Hollywood's Irish Mafia?
2006-Mar-27 by Laughcalvin
First there was the Jewish Mafia and lately there was hushed talk of the dreaded Gay Mafia. In between was there an Irish Mafia in Hollywood? When the members were grilled about it, they said they had no recollection due to the inordinate amount of alcohol consumed at the meetings and if there was talk of someone being whacked, it would more than likely have been Flann the barkeep for running out of Irish Dew. Let Cagney deny it:
"So much blarney has been written about Hollywood's Irish Mafia that a few words on the subject would seem salutary. There was a period in the early 1940's when Pat O'Brien, Frank McHugh, Ralph Bellamy, Spencer Tracy, Lynne Overman, Frank Morgan, and I would get together once a week, have dinner, and make the talk. That's all there was to it. Simply go into the week's happenings, and if there was a story to be told, or jokes to be let loose, that was the place and that was the time. Laughter and fun among some old friends, nothing more. But Hollywood being what it is--that flatulent cave of the winds, John Barrymore called it--all kinds of ridiculous connotations were put on our little get-togethers.
LA Meme
2006-Mar-9 by Laughcalvin
Peggy Archer, Pro Grip and Filmmaker, memes LA. I would but no time. Check it out.

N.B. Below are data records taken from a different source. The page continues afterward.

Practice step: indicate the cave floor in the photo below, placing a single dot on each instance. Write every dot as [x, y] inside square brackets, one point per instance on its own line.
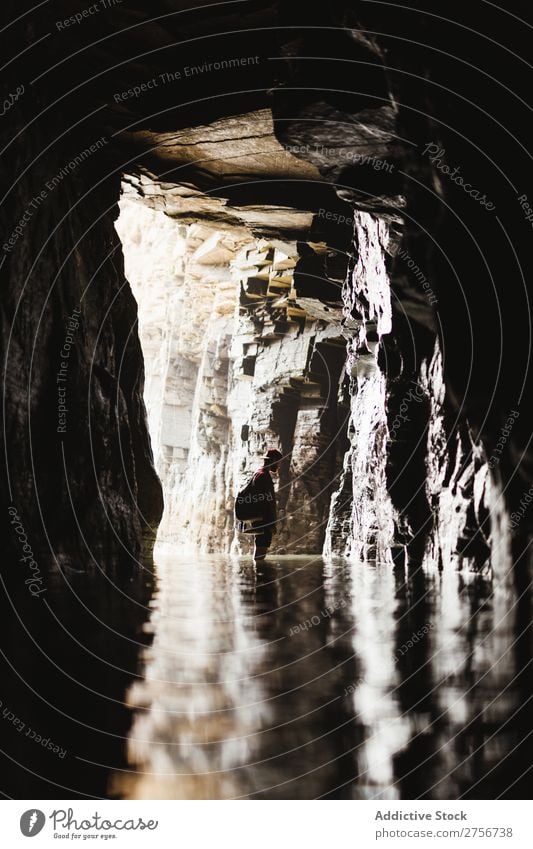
[304, 678]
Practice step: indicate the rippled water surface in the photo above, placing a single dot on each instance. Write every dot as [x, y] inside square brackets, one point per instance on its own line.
[302, 678]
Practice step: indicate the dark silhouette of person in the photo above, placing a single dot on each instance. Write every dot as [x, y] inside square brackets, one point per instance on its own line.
[263, 492]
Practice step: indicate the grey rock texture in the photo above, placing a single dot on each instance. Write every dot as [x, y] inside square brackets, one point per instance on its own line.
[335, 141]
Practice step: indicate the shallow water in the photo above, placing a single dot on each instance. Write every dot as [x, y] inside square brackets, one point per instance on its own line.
[302, 678]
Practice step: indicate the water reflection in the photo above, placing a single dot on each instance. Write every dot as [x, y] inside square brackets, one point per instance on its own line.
[304, 679]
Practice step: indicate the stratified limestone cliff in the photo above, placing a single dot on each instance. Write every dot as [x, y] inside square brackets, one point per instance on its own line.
[324, 285]
[238, 360]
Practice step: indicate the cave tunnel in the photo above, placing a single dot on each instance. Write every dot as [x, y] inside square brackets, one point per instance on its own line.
[241, 226]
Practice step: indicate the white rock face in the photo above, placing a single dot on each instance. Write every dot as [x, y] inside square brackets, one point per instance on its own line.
[237, 363]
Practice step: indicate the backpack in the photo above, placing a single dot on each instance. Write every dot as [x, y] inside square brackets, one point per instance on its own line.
[245, 506]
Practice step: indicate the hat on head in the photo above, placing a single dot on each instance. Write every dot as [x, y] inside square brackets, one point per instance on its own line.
[273, 455]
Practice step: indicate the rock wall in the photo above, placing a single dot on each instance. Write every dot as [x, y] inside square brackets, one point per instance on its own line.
[280, 168]
[237, 360]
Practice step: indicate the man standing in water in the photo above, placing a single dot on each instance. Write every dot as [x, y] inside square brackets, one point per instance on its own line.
[263, 493]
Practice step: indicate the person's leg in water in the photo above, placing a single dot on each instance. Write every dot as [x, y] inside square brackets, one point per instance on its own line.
[262, 544]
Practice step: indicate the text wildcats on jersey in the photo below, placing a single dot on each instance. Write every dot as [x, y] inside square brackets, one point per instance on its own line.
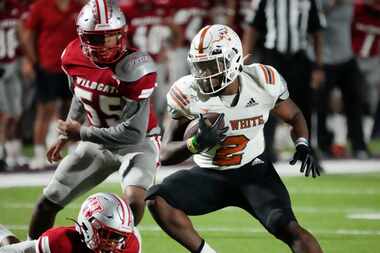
[109, 89]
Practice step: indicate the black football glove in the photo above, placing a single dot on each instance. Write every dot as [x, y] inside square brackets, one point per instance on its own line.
[303, 153]
[208, 136]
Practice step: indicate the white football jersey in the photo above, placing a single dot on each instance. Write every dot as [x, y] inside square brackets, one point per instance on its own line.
[260, 87]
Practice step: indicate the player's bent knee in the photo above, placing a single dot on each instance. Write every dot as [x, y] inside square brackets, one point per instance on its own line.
[292, 233]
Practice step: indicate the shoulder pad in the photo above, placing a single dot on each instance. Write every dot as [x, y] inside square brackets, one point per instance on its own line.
[179, 98]
[134, 66]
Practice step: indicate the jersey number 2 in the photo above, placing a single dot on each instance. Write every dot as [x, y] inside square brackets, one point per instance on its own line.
[227, 154]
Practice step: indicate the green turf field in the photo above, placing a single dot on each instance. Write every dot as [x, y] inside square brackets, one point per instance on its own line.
[324, 206]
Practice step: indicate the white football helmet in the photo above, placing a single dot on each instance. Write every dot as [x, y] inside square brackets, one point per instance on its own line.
[102, 30]
[215, 58]
[106, 223]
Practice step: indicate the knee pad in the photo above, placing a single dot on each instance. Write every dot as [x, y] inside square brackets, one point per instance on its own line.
[277, 222]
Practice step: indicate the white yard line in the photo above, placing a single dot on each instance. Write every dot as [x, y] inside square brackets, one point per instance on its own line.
[364, 216]
[153, 228]
[283, 168]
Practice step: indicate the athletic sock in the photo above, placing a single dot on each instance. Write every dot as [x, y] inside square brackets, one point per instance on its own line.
[4, 233]
[205, 248]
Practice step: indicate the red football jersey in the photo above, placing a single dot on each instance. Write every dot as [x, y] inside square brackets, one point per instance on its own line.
[366, 30]
[147, 28]
[67, 240]
[100, 91]
[54, 29]
[9, 18]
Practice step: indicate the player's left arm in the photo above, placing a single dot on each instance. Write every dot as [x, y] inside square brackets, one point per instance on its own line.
[288, 111]
[136, 74]
[21, 247]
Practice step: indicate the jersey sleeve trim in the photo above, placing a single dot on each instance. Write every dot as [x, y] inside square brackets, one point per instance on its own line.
[145, 93]
[42, 245]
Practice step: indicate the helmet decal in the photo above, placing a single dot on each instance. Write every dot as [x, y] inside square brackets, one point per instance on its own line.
[102, 11]
[94, 207]
[101, 27]
[215, 58]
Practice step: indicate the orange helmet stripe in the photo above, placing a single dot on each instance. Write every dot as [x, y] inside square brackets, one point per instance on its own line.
[201, 40]
[102, 11]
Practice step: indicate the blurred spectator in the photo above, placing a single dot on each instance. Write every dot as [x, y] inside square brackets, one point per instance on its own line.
[286, 26]
[341, 70]
[10, 84]
[366, 47]
[190, 16]
[49, 27]
[152, 29]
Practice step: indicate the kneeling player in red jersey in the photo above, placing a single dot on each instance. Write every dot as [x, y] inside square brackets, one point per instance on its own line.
[105, 224]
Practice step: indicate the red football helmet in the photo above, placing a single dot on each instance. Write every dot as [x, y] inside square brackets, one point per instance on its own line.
[102, 28]
[106, 223]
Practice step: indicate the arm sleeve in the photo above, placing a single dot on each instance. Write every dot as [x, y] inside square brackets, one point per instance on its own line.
[21, 247]
[259, 18]
[131, 130]
[317, 19]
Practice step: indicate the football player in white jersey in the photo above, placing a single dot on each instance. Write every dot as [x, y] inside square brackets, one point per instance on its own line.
[230, 169]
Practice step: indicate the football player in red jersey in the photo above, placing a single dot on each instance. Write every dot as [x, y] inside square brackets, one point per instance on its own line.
[11, 12]
[110, 115]
[105, 224]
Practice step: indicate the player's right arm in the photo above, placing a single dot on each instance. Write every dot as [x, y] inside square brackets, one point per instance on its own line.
[174, 149]
[21, 247]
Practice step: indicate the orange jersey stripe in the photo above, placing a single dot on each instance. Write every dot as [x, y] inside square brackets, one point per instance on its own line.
[272, 74]
[178, 101]
[265, 73]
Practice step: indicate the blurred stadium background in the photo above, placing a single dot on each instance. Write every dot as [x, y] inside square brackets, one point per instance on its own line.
[342, 208]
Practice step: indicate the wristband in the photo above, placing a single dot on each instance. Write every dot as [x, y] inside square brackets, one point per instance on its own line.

Art/Film Convergence Minus Happy Ending
2006-Jan-26 by Laughcalvin

Suaire de Mondo Cane by Yves Klein, was comissioned by one of the early 'shockumenatry' Italian Filmmaking duos, Gualtiero Jacopetti and Franco Prosperi, for their 1962 film Mondo Cane.

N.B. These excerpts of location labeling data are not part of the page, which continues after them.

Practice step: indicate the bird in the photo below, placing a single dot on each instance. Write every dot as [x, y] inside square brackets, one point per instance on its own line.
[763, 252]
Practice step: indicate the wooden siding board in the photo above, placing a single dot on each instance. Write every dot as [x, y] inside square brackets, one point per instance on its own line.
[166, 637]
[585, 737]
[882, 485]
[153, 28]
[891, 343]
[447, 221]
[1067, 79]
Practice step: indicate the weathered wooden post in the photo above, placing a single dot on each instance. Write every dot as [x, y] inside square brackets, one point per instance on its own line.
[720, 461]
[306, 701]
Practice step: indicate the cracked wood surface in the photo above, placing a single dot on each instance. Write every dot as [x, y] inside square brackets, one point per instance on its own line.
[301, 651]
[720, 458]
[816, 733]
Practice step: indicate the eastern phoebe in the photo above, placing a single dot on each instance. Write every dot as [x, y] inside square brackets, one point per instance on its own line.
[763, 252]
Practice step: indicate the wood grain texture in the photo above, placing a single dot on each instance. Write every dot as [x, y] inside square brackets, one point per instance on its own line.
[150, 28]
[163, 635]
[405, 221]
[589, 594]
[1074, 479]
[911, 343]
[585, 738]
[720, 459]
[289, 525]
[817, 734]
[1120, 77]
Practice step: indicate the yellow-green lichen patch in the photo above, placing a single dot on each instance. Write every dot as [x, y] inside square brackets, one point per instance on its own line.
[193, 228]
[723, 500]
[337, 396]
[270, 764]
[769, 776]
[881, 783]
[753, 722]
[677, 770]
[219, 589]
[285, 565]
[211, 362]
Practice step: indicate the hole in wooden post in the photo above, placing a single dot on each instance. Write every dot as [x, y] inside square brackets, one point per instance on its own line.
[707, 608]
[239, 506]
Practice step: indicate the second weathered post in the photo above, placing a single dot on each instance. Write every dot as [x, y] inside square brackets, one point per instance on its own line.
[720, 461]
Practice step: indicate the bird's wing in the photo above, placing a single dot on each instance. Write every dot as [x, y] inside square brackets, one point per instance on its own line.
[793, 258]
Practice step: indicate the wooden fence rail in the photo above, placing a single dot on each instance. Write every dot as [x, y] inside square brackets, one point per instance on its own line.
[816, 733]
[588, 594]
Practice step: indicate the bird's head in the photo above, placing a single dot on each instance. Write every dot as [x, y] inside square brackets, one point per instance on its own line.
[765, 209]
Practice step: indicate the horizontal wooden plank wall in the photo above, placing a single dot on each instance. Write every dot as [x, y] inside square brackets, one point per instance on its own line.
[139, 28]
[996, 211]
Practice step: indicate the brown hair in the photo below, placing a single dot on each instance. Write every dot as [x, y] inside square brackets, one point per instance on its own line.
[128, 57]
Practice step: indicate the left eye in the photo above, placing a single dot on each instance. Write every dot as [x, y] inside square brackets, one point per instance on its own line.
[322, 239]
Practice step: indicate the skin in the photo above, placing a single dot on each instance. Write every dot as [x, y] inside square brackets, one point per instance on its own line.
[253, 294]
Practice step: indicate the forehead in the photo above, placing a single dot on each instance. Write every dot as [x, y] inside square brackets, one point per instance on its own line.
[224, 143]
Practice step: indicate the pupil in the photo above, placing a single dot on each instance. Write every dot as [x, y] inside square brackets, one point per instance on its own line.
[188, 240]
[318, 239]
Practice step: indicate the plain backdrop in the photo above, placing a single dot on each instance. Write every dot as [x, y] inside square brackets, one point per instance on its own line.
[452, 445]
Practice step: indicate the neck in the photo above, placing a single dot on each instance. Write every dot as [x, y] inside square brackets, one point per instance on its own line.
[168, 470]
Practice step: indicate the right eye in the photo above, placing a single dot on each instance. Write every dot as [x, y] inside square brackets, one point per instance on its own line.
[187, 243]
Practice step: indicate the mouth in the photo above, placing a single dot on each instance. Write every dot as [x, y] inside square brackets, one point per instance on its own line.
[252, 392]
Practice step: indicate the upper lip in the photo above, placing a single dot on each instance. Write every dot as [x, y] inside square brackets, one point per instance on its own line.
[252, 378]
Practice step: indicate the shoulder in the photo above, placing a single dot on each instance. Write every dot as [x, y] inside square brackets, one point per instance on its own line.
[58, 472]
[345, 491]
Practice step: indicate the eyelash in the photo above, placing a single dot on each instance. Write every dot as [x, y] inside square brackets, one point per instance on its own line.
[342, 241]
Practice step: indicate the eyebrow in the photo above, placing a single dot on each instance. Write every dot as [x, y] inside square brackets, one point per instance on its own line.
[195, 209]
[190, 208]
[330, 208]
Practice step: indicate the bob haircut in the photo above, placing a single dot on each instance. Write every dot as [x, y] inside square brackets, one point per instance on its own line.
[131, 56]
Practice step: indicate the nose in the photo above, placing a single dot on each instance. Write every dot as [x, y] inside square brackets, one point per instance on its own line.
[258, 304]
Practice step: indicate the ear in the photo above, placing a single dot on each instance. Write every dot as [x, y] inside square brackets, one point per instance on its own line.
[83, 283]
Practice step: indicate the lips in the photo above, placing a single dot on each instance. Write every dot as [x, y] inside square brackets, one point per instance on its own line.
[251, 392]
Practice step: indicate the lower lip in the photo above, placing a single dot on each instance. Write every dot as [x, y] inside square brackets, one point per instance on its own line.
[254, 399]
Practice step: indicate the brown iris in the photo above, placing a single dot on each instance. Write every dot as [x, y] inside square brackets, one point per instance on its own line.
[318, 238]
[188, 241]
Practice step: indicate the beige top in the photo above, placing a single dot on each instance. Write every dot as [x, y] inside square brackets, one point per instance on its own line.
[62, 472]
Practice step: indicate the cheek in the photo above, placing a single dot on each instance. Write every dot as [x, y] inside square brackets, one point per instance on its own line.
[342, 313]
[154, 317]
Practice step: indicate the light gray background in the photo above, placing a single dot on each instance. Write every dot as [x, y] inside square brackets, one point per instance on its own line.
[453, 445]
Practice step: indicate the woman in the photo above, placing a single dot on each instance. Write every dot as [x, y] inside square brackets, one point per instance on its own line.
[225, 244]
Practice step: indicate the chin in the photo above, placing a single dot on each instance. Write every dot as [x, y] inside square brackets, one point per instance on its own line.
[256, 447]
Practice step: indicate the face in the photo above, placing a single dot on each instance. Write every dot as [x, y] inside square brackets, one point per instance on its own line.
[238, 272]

Klien's method was to let beautiful women bathe in ultramarine blue paint and then have these human brushes produce body prints as it was filmed. He was a very spiritual person and was later shocked to see his work depicted in the film in such a horrible manner and after the premier, soon died of a heart attack. Great Poster but an even more beautiful painting. The film is available on ebay and I believe Amazon. Via the excellent BitterCinema
Hollystory 3: The Mutoscope
2006-Jan-26 by Laughcalvin
Before the projector became the means for film viewing, there was the Mutoscope.
Herman Casler, an American, invented this contraption in 1894. After dropping some coin in the slot and gazing inside (much like with the late 70s View-Master) a series of cards with pictures of a moving subject could be seen. A handle was turned which flipped the cards and made the subject appear to move.

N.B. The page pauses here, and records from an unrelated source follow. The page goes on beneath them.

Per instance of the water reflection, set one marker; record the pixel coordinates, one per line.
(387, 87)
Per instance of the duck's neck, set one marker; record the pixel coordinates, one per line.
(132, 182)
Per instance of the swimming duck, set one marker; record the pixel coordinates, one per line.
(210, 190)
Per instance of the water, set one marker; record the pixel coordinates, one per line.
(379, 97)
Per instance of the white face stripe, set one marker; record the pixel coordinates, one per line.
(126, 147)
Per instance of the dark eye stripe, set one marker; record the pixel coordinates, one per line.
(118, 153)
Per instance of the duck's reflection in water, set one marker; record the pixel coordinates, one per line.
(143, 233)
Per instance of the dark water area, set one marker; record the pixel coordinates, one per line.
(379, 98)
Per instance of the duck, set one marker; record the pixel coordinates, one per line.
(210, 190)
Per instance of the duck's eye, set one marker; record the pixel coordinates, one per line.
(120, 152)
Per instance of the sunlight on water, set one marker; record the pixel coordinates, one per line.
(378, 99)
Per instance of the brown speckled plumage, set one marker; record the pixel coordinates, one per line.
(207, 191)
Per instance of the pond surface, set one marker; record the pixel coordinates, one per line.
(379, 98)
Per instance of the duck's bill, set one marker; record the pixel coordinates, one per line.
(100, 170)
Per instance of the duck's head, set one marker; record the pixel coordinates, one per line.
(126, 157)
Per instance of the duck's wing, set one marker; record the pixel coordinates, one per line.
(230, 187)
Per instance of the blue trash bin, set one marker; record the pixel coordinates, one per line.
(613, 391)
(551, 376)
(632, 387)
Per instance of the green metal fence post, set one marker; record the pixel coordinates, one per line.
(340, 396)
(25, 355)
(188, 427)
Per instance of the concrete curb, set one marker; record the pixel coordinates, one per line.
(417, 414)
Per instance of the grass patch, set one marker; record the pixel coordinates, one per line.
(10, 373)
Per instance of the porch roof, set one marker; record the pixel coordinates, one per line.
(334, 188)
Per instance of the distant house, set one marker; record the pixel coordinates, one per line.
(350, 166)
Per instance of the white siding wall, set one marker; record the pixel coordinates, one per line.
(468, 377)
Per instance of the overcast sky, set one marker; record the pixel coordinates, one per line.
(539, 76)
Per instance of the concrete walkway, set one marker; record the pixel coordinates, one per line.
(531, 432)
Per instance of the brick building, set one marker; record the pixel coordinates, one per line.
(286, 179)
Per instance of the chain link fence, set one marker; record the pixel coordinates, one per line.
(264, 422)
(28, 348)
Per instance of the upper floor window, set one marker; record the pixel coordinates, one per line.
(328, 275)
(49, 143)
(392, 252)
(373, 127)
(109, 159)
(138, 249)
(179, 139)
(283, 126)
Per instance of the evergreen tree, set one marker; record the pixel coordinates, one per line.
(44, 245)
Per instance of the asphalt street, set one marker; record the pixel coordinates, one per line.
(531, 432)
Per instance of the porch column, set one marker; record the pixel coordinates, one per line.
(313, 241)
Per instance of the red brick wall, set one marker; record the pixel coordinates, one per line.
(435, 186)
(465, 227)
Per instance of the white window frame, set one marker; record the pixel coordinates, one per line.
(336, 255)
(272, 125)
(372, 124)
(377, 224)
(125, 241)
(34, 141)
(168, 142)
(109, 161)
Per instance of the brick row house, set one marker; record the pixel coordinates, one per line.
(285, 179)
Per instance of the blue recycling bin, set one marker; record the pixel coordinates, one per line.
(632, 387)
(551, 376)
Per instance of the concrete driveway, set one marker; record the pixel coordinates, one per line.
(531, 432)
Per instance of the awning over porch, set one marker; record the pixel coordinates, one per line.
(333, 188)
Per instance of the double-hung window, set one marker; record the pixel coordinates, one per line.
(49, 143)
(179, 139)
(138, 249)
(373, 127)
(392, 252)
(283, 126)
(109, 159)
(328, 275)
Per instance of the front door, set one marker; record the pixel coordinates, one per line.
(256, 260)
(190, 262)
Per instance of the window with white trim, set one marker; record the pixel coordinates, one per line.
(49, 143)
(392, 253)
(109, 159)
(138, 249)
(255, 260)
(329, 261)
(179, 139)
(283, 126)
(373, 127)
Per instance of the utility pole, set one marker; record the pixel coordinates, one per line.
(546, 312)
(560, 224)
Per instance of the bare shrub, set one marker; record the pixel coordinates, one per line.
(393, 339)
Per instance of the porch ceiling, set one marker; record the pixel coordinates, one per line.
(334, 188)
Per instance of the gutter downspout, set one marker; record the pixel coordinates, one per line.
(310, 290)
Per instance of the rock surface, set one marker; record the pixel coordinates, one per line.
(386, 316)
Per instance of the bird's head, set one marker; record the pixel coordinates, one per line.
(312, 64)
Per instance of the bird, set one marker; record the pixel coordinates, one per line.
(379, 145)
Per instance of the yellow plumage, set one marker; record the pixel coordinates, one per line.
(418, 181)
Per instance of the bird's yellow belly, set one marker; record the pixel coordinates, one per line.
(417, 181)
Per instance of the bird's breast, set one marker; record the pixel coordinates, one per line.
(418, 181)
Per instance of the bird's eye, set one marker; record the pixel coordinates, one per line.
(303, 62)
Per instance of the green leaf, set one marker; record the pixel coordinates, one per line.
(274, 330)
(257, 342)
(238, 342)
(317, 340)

Many of the early cards were of the mildly sexual variety. Women undressing, for example, was a popular theme ("By jove, that's an excellent corset"). Because of their proclivity for sporting a peeping Tom-like character, many Mutoscopes began to bare the inscription: "what the butler saw". Sometimes they were referred all together as "what the butler saw" machines.
Check out http//:www.filmsite.org/pre20sintro.html for more info
Hollystory (that's Hol-i-sto-ree) 2: The Special Effect
2006-Jan-12 by Laughcalvin

The French are responsible for the first special effect. But if it's any consolation, you fans of "freedom" fries, it was a complete accident.
It was the 1890s in Paris and early filmmaker Georges Melies was capturing: traffic. His personal narration may have gone somezing like this (please supply your own faux-accent):
Ze horses trudge by. Zeir dung produces a foul stench in ze air. I take anozer deep drag hoping to occlude my nasal passages. I am dizzy and a song from my youth plays in my head. For a moment I escape from ze drudgeries of life.
As a bus passed by in front of Melies' camera, the camera jammed. Once he got it working again, a hearse passed by. When Melies developed the film he found that it appeared as if the bus turned into the hearse. Viola- the first special effect.
Hollistory (you see, that's Hollywood and history combined)
2005-Dec-17 by Laughcalvin
Did you know that the elephants at the Hollywood/Highland complex were modelled after those built for the set of D.W. Griffith's 1916 film "Intolerance"? In fact those OEs (that's original elephants) stood for eight years along Sunset Blvd right where the Vista Theatre is located now. "Intolerance", the most expensive film of its time, employed 60,000 people! It flopped, and the elephants were demolished years later as they posed quite the fire hazard.